CHLOE
WING

'Opaque Diary'

'Home'
Psychology & Emotion
Russels- Communicating meaning (Jun 2013)
One issue I had with my work was how to make my concerns more apparent. I wanted to convey my personal anguish, but at the same time not be too specific. My piece 'Opaque Diary' containing overlapping cut-out diary pages was not readible. I realised that the trauma I wanted to show was not being conveyed at all. So I had to make it more obvious, yet at the same time not be self-indulgent.
(Mar 2013)
After the first peer assessment it was noted that my piece 'Home' had a child-like whimsical quality, which is influenced by illustrating children's books. Did this undermine the serious underlying messages though? I thought it represented a vulnerability, disempowerment and imaginary world. But it did not represent the despair that I felt. In the 2nd year I made my work more abstract and serious with darker imagery.
After talking about the trauma in my art it was noted that I did not convey this despair visually enough in my cut outs, so in the 2nd year I would add darker imagery like thorns and words. But these alone were still fairytale-like so I added expressive facial features and tense hands along with a barbed wire pattern to give it a more serious and disturbing feel.
Terry Barrett writes of Louise Bourgeois "Art is a gift of access to the unconscious and also an ability to sublimate through art the painful aspects of what one finds there" (p83 'Why Is That Art?'). For me this is a huge part of what I use art for, as an outlet to release as well as of being self-analytical.
The motives behind psychoanalysis are to improve mental health and to relate it to social conditions. When I looked at Freud and his ideas of trauma I felt this resonated with my own work. The notion of regression, looking into oneself in order to understand one's psychological and emotional life. Herbert Read describes this as the “struggle for existence is within the mind of man” (p32) and that it is the “perception of feeling”(p36). The text in my art is a way to regress and relive the past to deal with it.
Psychoanalysis highlights the problem of living with 'chronic' psychological damage; it is the treatment for a person who cannot release their difficulties. My work deals with this and the pragmatic idea of needing a resolution and 'cure'. The idea of haunting memories that cannot be erased, which are embedded deep within the psyche, is the journey I record within my work.

Children and memory
When I came across the artist Christian Boltanski I realised why I like to use a child-like storytelling because of its moral aspect and social conscience. Boltanski says that children’s fables are a “bedrock of society”. He looks at human experience and suffering and the persistence of memory and how it can comsume a person, define them and become a way of life. He says that memory is a subjective perspective, and within my work I look at the fact that it is so easy to remember negative experiences.

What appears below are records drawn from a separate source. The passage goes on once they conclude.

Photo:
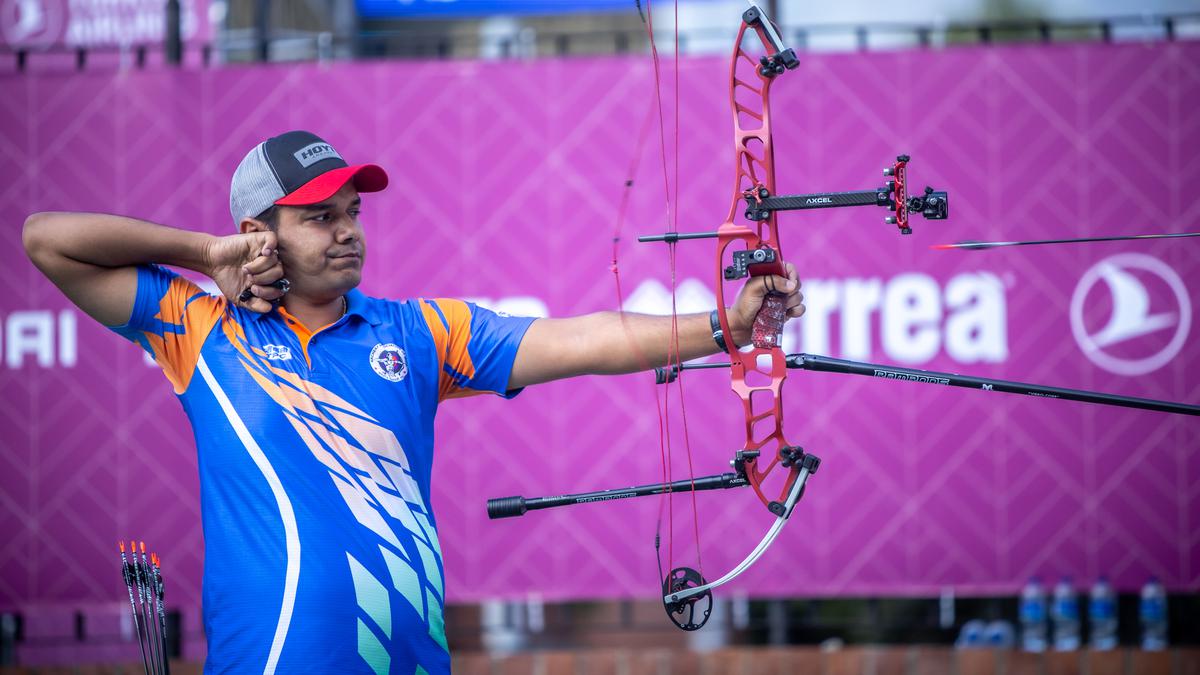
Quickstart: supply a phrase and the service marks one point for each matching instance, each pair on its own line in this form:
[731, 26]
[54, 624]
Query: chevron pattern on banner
[505, 184]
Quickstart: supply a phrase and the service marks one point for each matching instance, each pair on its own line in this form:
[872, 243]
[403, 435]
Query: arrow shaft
[977, 245]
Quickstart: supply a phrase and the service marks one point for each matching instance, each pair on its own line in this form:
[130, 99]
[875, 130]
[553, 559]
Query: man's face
[322, 246]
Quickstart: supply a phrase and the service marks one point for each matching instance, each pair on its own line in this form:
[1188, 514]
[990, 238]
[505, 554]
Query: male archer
[312, 404]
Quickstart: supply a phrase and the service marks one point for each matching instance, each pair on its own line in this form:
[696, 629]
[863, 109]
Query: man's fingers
[262, 263]
[268, 276]
[257, 304]
[271, 291]
[775, 284]
[267, 292]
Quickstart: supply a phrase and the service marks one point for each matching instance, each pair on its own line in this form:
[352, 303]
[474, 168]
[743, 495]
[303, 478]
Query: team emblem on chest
[388, 360]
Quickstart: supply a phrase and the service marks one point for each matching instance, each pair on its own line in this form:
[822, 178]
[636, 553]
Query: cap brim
[367, 178]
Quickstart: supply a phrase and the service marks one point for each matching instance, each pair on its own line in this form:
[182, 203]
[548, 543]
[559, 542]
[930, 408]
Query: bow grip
[768, 324]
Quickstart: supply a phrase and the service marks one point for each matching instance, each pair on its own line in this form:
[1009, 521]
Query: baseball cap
[294, 169]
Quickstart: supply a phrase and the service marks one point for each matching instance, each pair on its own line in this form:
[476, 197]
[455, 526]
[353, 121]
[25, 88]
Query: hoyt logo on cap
[295, 168]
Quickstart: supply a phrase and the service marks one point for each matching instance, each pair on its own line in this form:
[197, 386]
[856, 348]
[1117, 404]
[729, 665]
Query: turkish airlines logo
[33, 23]
[1131, 314]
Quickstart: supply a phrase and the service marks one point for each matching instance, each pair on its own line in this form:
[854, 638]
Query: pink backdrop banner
[505, 184]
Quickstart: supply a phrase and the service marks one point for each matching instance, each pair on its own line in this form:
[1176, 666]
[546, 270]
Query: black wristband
[714, 321]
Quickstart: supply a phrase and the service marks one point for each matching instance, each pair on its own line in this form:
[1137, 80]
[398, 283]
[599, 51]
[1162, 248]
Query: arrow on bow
[983, 245]
[748, 245]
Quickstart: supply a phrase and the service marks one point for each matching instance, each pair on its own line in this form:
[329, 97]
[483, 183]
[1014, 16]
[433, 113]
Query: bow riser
[750, 248]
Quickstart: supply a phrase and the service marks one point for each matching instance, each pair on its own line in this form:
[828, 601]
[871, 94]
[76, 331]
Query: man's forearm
[108, 240]
[637, 341]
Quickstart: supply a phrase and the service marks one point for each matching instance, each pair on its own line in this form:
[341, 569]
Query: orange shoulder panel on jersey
[450, 324]
[187, 315]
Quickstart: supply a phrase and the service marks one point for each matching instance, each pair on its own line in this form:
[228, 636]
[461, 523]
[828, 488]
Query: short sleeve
[171, 320]
[477, 347]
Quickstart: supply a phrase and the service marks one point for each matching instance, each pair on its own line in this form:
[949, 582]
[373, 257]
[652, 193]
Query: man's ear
[251, 225]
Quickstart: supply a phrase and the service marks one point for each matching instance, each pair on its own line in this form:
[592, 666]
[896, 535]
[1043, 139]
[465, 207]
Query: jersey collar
[357, 304]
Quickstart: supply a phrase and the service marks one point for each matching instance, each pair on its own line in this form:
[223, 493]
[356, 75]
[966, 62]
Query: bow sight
[893, 196]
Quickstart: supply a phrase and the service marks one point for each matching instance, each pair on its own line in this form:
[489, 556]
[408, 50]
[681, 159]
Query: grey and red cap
[295, 169]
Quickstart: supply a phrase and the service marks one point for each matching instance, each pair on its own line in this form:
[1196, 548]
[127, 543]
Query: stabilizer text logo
[1143, 332]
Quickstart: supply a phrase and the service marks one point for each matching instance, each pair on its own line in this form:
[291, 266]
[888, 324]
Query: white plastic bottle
[1065, 616]
[1153, 616]
[1102, 616]
[1032, 615]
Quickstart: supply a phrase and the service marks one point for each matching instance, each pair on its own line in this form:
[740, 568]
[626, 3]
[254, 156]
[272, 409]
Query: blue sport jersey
[315, 455]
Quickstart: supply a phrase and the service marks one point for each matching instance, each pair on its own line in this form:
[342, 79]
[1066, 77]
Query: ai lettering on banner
[43, 24]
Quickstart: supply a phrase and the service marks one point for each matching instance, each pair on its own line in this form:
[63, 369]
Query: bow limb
[678, 598]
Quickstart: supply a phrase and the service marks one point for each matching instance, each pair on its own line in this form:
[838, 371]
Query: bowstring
[660, 404]
[675, 356]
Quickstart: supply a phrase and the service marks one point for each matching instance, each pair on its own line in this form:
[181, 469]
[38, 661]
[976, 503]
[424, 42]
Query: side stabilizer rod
[510, 507]
[828, 364]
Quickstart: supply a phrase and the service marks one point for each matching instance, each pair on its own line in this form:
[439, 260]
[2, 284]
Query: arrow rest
[684, 613]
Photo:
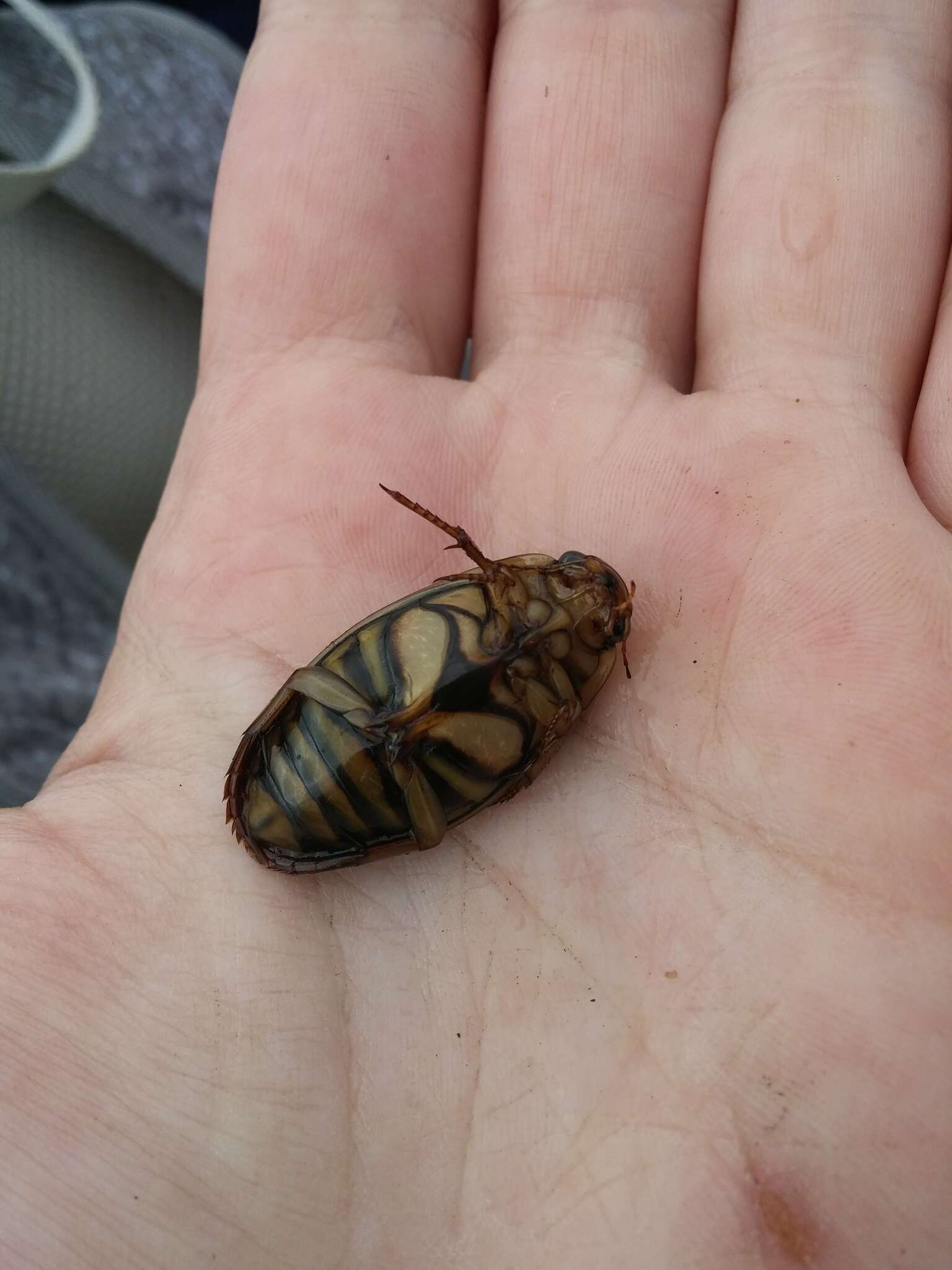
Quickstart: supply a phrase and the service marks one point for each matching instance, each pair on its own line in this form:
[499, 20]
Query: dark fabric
[60, 598]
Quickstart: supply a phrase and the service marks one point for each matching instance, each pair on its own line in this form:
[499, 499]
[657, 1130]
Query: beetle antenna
[464, 543]
[625, 607]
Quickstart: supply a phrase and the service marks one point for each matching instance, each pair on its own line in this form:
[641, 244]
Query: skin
[685, 1002]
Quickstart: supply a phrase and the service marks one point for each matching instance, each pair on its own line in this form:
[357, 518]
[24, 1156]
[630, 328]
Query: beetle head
[609, 615]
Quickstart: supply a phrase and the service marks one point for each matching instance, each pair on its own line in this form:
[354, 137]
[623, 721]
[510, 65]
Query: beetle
[427, 711]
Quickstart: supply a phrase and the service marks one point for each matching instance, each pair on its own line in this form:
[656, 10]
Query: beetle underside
[428, 711]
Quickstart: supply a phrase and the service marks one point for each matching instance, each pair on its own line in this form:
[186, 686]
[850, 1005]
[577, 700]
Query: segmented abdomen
[403, 727]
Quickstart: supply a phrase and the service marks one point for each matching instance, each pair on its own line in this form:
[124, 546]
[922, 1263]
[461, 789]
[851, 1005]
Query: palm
[690, 970]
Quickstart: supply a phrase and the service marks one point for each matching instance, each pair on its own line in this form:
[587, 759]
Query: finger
[829, 211]
[345, 211]
[931, 440]
[599, 135]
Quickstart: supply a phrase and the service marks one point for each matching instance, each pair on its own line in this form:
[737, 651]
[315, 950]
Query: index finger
[346, 205]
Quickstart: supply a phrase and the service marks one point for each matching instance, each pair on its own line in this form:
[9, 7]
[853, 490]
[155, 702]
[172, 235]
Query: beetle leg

'The Shadows', Christian Boltanski
Dylan Evans' book 'Emotions' reaffirmed what I was doing, when he describes emotions as a universal language, “appealing to feelings offers a way of making people change their minds without having to provide a good argument or evidence... to draw people together” (preface). He also relates this to a “cultural identity” in terms of needing to communicate and belong within a community.

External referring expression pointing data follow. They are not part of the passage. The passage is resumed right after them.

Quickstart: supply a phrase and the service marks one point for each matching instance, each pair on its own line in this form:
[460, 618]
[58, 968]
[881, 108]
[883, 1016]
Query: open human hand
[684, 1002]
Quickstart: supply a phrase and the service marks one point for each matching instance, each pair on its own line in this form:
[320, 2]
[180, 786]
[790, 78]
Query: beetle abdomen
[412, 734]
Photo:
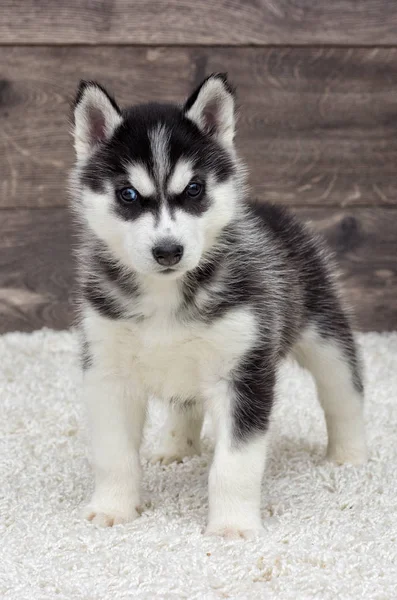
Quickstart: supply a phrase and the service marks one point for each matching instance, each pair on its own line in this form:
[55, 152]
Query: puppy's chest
[175, 360]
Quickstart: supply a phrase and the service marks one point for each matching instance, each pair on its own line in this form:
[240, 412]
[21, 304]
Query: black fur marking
[131, 143]
[221, 76]
[102, 302]
[253, 385]
[84, 85]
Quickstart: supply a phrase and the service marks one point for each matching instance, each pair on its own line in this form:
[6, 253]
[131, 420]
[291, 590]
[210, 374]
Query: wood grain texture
[316, 127]
[260, 22]
[36, 265]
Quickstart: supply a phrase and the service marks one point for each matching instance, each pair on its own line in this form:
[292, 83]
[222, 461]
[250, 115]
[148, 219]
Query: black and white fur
[251, 287]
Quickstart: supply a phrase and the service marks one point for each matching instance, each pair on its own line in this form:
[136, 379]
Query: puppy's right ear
[96, 116]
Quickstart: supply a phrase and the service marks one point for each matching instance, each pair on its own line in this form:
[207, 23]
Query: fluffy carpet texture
[330, 532]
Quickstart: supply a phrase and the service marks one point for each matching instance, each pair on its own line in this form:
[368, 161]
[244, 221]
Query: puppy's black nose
[168, 253]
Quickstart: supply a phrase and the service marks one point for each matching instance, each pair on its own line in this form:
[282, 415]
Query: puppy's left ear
[96, 116]
[211, 108]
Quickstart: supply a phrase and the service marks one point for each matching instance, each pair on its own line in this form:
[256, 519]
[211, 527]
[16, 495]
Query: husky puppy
[191, 293]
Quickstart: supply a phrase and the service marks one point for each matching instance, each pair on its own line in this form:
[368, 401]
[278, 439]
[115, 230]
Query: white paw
[234, 532]
[170, 452]
[350, 455]
[107, 517]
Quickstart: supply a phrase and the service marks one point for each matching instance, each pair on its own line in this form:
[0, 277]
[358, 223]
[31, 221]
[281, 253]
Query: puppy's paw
[107, 517]
[234, 532]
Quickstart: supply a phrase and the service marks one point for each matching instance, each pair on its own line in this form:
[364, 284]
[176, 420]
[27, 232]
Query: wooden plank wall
[317, 90]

Herbert Read and Caterina Albano are 2 art writers who have written about the idea that art has lost its soul and humanity, saying human emotion is a fundamental feature of art. Albano has said that art is becoming increasingly too scientific, intellectual, ‘cold’; an “amoral endorsement of pop culture and technoscience” (p16) with the aim to shock the viewer. She goes on to say that as a result this may be having an opposite affect to the one intended by the artist. She feels it is vital to retain some humanity and emotion in art in order for it to have a positive effect upon the audience. She quotes the French Art historian Paul Virilio who accuses contemporary art of being “pitiless,... violence and voyeurism devoid of empathy” (p15).
Emotions are spontaneous and responsive and activate the humane part of us rather than the intellectual, physical and logical. I wish to direct the viewer towards the emotions to provoke more directly an idea and feeling. To include the viewer through empathy.
Evans states that "Emotions like shame have social functions and take longer to build up and let go of… emotions help to etch more deeply in our memories” (p81). My work is very much about the emotion within the memory. Evans relates this to Freud’s ‘de-briefing’, releasing what is bottled up. He wrote that emotions “obtrude persistently into consciousness, perturbing us when we would rather forget them… in severe cases this is known as post-traumatic stress disorder” (p81). It is this emotional disruption and recollection that I am interested in portraying.